Can a data holder charge compensation for mandatory B2B data sharing under the EU Data Act?
Yes, but the Data Act does not give data holders an open-ended right to set deterrent access fees. Article 9 says compensation agreed between a data holder and a data recipient for making data available in B2B relations must be reasonable and non-discriminatory, and it may include a margin.
The first scoping question is whether Chapter III applies: the data holder must be obliged in a B2B relationship to make data available under Article 5 or under applicable EU law or national legislation adopted in accordance with EU law. If the sharing is voluntary, consumer-facing, business-to-government, or cloud switching, use the rules for that workflow instead.
- Identify the data holder, the data recipient, the legal sharing obligation, and the dataset before discussing price.
- State whether the request is under Article 5 or another mandatory B2B sharing obligation covered by Chapter III.

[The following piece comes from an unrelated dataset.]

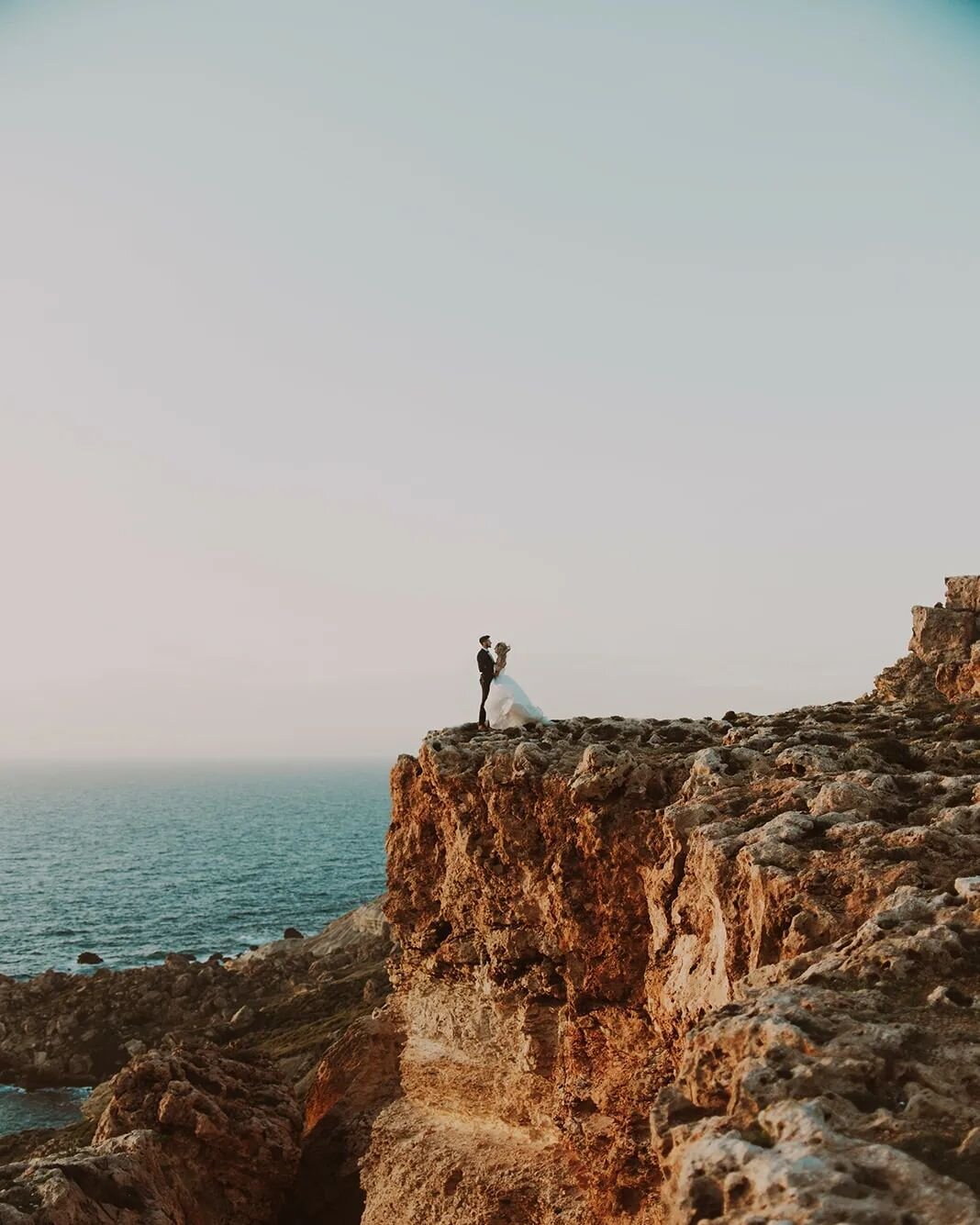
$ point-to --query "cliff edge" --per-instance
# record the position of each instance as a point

- Do not publish a standard fee schedule unless the underlying cost basis and recipient treatment can satisfy Article 9.
Article 8 defines the Chapter III B2B scope and Article 9 sets the reasonableness, non-discrimination, margin, and transparency rules for compensation.
Commission explainer confirms that mandatory B2B data-sharing terms must be fair, reasonable, and non-discriminatory and that data holders may request reasonable compensation.